Mr Bristow wrote: "I have been contacted by the chief executive of Peterborough United, Bob Symns, and the chairman for Peterborough United Supporters Trust, Marco Graziano. 

"They have reassured me of their commitment to safety during this crisis and that the club has followed all the government and sports authority guidance. They have told me their London Road stadium is now Covid-secure and ready for the return of their fans. 

"London Road has a capacity of 15,000, and the club is seeking to allow 1,000 supporters in the stadium in a socially-distanced fashion. If cinemas, pubs and restaurants can open safely, I have every confidence Peterborough United can do so."

This was a sentiment shared by those on our social media, despite the swing of the vote in the other direction.

Andy Reinis said: "Yes. Why is it safe to watch a film at the cinema indoors socially distanced, and not watch sports in an open air setting while socially distanced? Completely bonkers."

Emma Strowger agreed, writing: "It's about time people were. Clubs, performers and backstage staff are getting no help from the government. Let us get back to some kind of normal before it’s all too late!"

In an evidence session of the Digital, Culture, Media and Sport committee, Oliver Dowden addressed the confusion that was arising as events were given the go-ahead at the London Palladium while fans were still kept away from matches. He said: "I accept people’s frustration at the inconsistency there.

"We had sports on a path to return to normality, in fact sports were the first to get on the first stage in the return to normality, that is (elite) football behind closed doors. We were one of the first countries in the world to achieve it. At that time I was attacked by the arts for prioritising sports. The next stage was to have pilots to move to a point from October 1 where we would be able to have spectators in stadiums. That is what I desperately wanted to happen.
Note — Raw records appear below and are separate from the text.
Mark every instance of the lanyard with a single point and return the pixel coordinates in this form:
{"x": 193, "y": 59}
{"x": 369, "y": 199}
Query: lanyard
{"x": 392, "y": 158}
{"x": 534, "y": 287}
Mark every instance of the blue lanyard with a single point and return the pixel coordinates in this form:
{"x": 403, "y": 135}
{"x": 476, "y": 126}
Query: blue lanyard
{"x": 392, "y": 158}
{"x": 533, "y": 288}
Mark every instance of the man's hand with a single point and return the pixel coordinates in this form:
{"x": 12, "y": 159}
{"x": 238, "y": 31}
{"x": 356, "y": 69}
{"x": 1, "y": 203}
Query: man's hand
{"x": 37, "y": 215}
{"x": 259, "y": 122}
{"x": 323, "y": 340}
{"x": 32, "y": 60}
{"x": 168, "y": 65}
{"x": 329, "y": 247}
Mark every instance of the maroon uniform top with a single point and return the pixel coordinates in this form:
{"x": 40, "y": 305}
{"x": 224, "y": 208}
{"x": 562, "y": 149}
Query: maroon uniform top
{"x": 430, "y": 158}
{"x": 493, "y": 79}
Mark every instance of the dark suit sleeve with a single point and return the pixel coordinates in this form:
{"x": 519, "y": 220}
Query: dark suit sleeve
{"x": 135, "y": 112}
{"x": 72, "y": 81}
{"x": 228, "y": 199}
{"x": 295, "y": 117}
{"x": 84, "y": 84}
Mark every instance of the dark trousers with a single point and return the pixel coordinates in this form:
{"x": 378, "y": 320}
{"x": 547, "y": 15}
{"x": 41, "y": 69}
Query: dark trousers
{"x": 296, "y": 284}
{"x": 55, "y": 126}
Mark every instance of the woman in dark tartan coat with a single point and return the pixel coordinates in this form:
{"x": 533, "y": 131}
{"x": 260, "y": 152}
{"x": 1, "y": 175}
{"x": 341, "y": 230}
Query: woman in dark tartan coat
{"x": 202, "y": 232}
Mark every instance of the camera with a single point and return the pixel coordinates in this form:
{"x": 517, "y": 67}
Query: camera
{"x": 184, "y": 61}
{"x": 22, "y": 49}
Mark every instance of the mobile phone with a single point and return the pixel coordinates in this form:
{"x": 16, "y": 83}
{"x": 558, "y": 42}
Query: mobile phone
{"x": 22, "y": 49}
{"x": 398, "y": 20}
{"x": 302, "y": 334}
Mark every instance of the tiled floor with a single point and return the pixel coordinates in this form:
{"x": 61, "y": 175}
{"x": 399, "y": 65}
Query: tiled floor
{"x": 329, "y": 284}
"Because of where we are with the disease and the rapidly-rising rate of infection it has not been possible to have that further easement. The very clear advice from the scientific community was that we should be imposing restrictions, which we are, not further easements."

He stated that the issue was the volume of events compared with what is going on in theatres and smaller venues, adding: "It is worth noting it is not just in the stadium – it’s the journey to the stadium both on issues such as public transport, (and) people are likely to want something to eat or drink on the way, there is lots of other social contact.

"That’s not to say those things can’t be mitigated, they can be. But we have to accept that in permitting that to go ahead from October 1 we would have been having an easing in restriction, an increase in social interaction, which could have aided the spread of the disease at the same time as we were imposing lots of further restrictions."